WHAT IT’S LIKE TO BE A CHILD WITH ADHD
Dear Mom and Dad,
I want you to know what it’s like to be me.
My brain runs like a washing machine powered by a Ferrari engine. It runs all the time and it runs fast, churning and tumbling ideas like shirts and pants and socks mixed together.
I can be talking to you and having another conversation running inside my head. I can be in class listening to the teacher, but be fully engaged in a daydream or hearing a new song on my guitar.
You know how I sometimes repeat questions? It’s not that I didn’t hear your answer. It’s just that in the second between the time I asked and you responded, I went somewhere interesting in my mind. And I didn’t pay attention to what you said.
Sometimes I have so many thoughts swimming inside my head that I blurt things out because I’m afraid I will forget them.
I want to do well in school. But when the teacher drones on and doesn’t engage my imagination, either my mind shuts down to sleep mode or I tune her out and go to better places that keep me stimulated. It’s nothing personal.

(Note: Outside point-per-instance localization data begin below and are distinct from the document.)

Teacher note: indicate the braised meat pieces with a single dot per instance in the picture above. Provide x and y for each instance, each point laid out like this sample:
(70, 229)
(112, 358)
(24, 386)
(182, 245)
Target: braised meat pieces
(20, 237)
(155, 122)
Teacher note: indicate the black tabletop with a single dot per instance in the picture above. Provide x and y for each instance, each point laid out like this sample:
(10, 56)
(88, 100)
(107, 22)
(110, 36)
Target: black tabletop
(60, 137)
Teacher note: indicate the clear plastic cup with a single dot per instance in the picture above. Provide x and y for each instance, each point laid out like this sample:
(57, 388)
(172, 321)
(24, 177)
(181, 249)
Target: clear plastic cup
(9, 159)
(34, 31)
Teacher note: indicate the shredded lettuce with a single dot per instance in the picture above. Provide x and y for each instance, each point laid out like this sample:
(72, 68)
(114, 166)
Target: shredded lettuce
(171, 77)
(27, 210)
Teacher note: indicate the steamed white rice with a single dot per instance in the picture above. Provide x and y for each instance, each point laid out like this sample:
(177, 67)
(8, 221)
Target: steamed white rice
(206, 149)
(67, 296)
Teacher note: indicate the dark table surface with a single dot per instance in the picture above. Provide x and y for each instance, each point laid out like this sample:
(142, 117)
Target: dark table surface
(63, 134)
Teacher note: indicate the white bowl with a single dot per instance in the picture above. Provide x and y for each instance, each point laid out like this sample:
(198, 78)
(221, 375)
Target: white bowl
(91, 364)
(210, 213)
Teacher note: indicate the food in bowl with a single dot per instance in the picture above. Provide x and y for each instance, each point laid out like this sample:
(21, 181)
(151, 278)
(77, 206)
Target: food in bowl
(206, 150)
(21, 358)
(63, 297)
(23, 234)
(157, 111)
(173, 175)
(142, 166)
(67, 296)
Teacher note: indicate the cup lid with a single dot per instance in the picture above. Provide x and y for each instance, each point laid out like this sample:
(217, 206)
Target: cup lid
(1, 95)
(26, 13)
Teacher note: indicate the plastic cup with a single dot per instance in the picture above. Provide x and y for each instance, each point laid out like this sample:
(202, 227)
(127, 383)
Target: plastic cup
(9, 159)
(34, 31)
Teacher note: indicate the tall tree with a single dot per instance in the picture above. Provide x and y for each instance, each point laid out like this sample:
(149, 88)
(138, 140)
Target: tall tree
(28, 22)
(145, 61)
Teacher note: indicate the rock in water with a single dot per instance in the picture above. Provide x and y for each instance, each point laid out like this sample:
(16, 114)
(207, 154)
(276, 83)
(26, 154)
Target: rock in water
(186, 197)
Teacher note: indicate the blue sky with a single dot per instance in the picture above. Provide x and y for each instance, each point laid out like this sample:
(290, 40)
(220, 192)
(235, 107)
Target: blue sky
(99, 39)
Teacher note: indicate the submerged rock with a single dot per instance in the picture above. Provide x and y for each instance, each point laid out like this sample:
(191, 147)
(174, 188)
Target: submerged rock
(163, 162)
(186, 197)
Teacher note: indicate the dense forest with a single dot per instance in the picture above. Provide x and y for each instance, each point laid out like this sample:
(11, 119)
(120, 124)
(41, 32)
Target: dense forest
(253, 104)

I kind of like all this energy inside my head because I can keep myself engaged and entertained in there by myself. But other times I feel scattered.
That’s why I like routine in other parts of life. It’s why I wear or eat the same things. I don’t need variety with most things because I have so much variety inside my head.
You think I’m sad because I don’t have lots of friends. But that’s by choice, because I’m pretty content inside.
I like who I am, but it’s tough when no one else seems to. Why does everyone want to change who I am? I’m not unhappy with myself—I’m uneasy because since I can remember, everyone around me has been so negative and tried to fix what they think is wrong with me.
You want me to talk more, but you just psychoanalyze me. Besides, it’s difficult to express my thoughts and feelings verbally—they just get jumbled up. I’d rather express them in my writing and music. I feel things deeply. I hurt with the kids who get left out, and one day I’m going to help those kids. I know how it feels.
I know you get concerned because I stay up late at night and don’t sleep much. But I like it when it’s quiet. I can hear my thoughts better. And my world is peaceful then.
Mom and Dad, don’t worry about me. I may not do great in school or be the most popular kid, but I’m content inside. I like the way my brain works, I like my energy. If everyone would stop trying to fix me, I’d be okay.
Let me focus on the things I love doing. Writing songs, playing music. Stop trying to make me be like everyone else. Just work with me, okay, not against me. I like who I am. Why can’t you?